Understanding Exponents
The exponent, also known as the index or power, is the small, raised number written to the upper right of a base number. It indicates how many times the base number is multiplied by itself.
- For example, in the expression 5³, the exponent is 3. This means 5 is multiplied by itself three times: 5 x 5 x 5 = 125.
Understanding Power
The power refers to the entire expression – the base number raised to the exponent.
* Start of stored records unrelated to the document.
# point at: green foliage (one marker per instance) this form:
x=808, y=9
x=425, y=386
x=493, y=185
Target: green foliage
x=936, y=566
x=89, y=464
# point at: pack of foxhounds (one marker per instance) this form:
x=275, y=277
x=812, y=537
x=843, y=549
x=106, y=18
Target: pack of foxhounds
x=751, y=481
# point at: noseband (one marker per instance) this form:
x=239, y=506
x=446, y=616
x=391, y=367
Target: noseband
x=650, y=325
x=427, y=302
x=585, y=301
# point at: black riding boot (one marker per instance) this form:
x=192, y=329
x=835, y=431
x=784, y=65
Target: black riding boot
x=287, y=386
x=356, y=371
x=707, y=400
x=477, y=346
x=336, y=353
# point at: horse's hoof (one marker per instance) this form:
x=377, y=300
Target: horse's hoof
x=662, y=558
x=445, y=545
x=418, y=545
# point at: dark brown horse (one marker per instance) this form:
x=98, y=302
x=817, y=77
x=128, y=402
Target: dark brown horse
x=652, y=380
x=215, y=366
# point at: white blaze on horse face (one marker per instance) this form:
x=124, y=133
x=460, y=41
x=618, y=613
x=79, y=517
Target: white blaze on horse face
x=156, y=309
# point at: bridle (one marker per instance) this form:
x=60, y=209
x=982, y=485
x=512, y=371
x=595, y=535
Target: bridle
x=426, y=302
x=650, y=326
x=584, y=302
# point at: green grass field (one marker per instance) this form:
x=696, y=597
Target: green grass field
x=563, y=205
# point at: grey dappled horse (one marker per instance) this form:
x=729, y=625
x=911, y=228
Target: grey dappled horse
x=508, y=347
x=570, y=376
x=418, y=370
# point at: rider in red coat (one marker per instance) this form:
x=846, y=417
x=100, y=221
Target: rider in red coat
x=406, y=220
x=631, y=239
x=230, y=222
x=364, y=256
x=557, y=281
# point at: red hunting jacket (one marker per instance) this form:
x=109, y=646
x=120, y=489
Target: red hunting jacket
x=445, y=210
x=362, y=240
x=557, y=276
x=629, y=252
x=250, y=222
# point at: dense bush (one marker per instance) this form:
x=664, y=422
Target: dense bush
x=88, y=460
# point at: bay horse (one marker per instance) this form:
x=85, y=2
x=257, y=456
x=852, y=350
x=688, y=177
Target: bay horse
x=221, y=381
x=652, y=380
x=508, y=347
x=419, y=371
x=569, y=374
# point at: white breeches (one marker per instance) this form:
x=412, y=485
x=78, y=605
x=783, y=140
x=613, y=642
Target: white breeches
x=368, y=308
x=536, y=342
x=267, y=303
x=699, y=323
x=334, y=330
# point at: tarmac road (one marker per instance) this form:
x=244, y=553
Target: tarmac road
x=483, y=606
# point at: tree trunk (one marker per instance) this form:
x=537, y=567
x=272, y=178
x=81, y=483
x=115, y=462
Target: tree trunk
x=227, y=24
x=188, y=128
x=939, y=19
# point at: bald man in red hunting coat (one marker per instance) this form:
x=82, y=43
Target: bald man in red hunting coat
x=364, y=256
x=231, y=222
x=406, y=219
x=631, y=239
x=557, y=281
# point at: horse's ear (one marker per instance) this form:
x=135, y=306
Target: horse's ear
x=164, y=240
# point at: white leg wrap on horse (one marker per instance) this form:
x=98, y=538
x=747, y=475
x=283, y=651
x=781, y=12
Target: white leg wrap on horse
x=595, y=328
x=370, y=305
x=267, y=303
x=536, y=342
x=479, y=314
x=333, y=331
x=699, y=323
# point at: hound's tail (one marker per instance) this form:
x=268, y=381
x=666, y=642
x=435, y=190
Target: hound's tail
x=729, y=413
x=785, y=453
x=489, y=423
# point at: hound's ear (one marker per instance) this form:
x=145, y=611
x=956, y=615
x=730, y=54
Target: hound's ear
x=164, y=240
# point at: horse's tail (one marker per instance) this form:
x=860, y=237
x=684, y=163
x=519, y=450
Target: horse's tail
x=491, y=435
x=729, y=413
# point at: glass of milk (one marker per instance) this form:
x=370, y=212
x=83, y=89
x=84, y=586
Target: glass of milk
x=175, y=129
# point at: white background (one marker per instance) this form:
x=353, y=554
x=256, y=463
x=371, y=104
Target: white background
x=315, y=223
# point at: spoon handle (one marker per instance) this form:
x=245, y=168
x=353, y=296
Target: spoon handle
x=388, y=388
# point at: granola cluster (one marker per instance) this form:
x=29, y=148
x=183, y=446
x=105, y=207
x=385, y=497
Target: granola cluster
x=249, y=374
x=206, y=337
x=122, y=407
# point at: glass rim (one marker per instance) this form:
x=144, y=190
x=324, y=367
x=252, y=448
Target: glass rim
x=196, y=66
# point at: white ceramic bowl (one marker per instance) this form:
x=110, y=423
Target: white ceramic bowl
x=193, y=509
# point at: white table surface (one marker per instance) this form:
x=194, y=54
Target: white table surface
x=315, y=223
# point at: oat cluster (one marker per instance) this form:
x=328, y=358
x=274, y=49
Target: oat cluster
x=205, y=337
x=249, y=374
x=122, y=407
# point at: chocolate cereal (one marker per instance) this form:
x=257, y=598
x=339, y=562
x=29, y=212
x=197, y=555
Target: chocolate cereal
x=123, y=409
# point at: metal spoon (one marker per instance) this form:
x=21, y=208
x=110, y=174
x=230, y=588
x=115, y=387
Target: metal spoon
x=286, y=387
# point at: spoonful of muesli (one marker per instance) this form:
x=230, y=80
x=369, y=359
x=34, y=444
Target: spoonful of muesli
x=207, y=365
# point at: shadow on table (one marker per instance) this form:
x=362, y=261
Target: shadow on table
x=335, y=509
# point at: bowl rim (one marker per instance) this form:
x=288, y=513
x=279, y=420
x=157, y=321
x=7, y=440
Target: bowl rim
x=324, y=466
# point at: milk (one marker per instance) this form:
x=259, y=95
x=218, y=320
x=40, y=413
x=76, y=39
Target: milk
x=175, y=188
It represents the result of the repeated multiplication.
- In the expression 5³, the power is 125 (the result of 5 x 5 x 5).
In essence: The exponent tells you what to do, while the power is what you get after performing the operation.
Examples
| Expression | Base | Exponent | Power | Calculation |
|---|---|---|---|---|
| 2⁴ | 2 | 4 | 16 | 2 x 2 x 2 x 2 = 16 |
| 10² | 10 | 2 | 100 | 10 x 10 = 100 |
| 3¹ | 3 | 1 | 3 | 3 = 3 |
| xⁿ | x | n | xⁿ | x multiplied by itself n times |
The provided references consistently support this distinction: the exponent specifies the number of times the base is multiplied, while the power is the final numerical result of this repeated multiplication. One source clarifies that the power is a way of describing what the exponent is doing to the base.